How To Create Awesome Wait Event Based Histograms

You're not totally freaking out... not yet anyways. You know concurrency happens, which can explain why sometimes a single block Oracle read can take over a second.

But, how do you know if this is happening on your systems? How do you know if this is a problem? And, how do you easily demonstrate this to others?

The key to unlocking this mystery (and others) is the data found in v$event_histogram. And then you'll need to display it in a useful way and understand its story.
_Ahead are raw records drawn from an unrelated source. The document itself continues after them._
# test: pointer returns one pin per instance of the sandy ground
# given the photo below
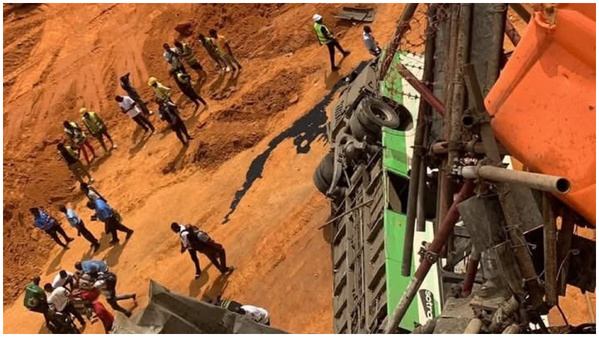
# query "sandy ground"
(61, 57)
(250, 165)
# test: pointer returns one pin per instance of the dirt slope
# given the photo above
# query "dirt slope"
(249, 167)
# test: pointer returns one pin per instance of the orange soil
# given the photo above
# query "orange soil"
(60, 57)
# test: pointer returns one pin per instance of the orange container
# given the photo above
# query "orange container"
(543, 105)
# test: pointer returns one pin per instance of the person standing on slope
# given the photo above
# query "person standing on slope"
(78, 139)
(79, 225)
(173, 59)
(212, 50)
(187, 54)
(194, 240)
(50, 225)
(326, 38)
(224, 48)
(184, 83)
(97, 128)
(130, 90)
(129, 106)
(111, 224)
(71, 158)
(370, 42)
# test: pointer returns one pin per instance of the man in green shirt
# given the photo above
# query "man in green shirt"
(35, 299)
(96, 127)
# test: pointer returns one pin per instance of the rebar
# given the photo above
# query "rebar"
(429, 258)
(542, 182)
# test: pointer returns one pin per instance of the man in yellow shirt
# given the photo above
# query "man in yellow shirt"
(225, 51)
(325, 37)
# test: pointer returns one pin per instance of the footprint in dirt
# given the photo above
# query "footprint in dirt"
(304, 131)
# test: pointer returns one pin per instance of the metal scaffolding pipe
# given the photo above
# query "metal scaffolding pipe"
(542, 182)
(473, 327)
(511, 32)
(403, 25)
(429, 258)
(421, 88)
(550, 249)
(416, 171)
(471, 272)
(522, 12)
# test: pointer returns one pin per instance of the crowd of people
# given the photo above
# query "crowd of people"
(76, 293)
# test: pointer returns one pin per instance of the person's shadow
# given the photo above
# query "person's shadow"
(172, 166)
(217, 287)
(112, 257)
(232, 82)
(195, 286)
(54, 265)
(93, 166)
(217, 82)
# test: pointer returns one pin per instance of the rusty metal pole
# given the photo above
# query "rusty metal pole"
(538, 181)
(444, 193)
(550, 249)
(456, 131)
(421, 88)
(507, 201)
(564, 240)
(429, 258)
(498, 18)
(402, 27)
(417, 155)
(523, 13)
(471, 272)
(511, 32)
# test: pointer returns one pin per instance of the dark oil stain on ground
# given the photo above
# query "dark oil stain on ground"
(304, 131)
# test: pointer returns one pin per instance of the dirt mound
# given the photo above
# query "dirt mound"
(272, 97)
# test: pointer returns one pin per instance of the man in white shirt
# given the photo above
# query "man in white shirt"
(63, 279)
(129, 106)
(257, 314)
(370, 42)
(59, 300)
(173, 59)
(194, 241)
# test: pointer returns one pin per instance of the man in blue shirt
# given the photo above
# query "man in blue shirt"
(49, 225)
(91, 267)
(111, 224)
(78, 224)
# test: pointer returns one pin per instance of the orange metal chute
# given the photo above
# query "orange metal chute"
(544, 106)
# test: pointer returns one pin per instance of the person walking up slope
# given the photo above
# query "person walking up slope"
(129, 106)
(78, 138)
(185, 51)
(71, 158)
(111, 225)
(326, 38)
(97, 128)
(370, 42)
(224, 48)
(50, 225)
(79, 225)
(130, 90)
(184, 83)
(212, 50)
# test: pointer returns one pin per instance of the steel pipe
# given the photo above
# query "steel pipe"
(430, 257)
(428, 96)
(417, 156)
(542, 182)
(511, 32)
(522, 12)
(473, 327)
(403, 25)
(471, 272)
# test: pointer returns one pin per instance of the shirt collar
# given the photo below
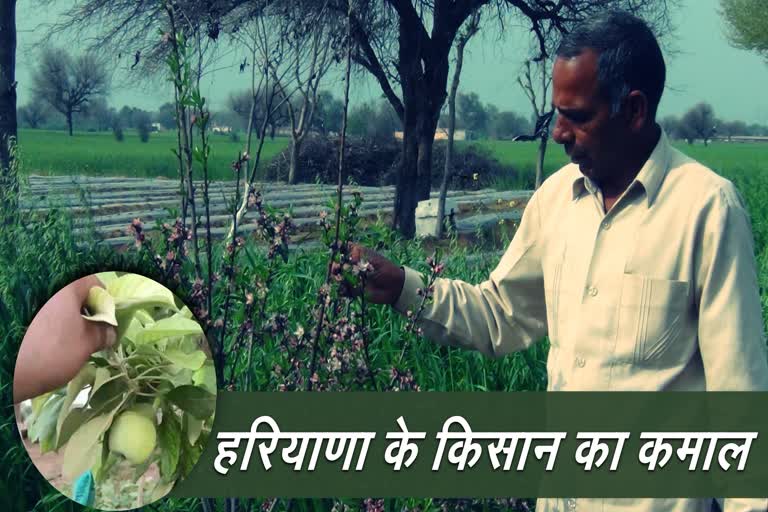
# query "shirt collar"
(650, 177)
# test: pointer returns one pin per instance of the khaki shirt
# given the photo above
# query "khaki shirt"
(658, 294)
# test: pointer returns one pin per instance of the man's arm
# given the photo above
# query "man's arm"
(731, 336)
(503, 314)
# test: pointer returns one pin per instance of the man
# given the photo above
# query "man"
(637, 261)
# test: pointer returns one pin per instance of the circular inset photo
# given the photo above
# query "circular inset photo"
(115, 391)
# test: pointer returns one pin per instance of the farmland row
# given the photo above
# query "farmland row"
(109, 204)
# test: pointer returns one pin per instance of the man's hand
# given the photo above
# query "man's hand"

That's what this post is all about.

6ms Average Wait Time...Not The Whole Story

You may have heard about skewed data. I think it's so important for DBAs to know about this, I have blogged about it HERE and I created an online seminar entitled, Using Skewed Performance Data To Your Advantage . If you want to master this topic, you should take this seminar.

Just how easy is it to be misled and freak out? Read on...

Here's An Example Of How You Can Be Misled

Supposed you gathered 1000 sequential read wait times and 500 of the waits were 1ms, 496 of the waits were 2ms, 3 where 1000ms and the remaining sample was 2000ms. The average wait time would be 6.2ms.

For most production Oracle systems, an average single block read (wait time) of 6.2ms is not that bad. However, if I told you there were a few 1000ms reads and a 2000ms read, would that concern you? And what if over a five minute interval there were lots of 1000ms and few 2000ms reads. Would that concern you? This is when most DBAs start to freak out. But we have got to keep this in perspective.

How To Keep Perspective

In my example above the "slow" wait times occur less 5% of the time. Actually, 4% of the time. If you look at the single block read wait times on your IO intensive systems, don't be surprised if you see something similar.

If you have read books like The Black Swan or have thought about infrequent yet devastating events, you know that bad stuff can happen, just not that often.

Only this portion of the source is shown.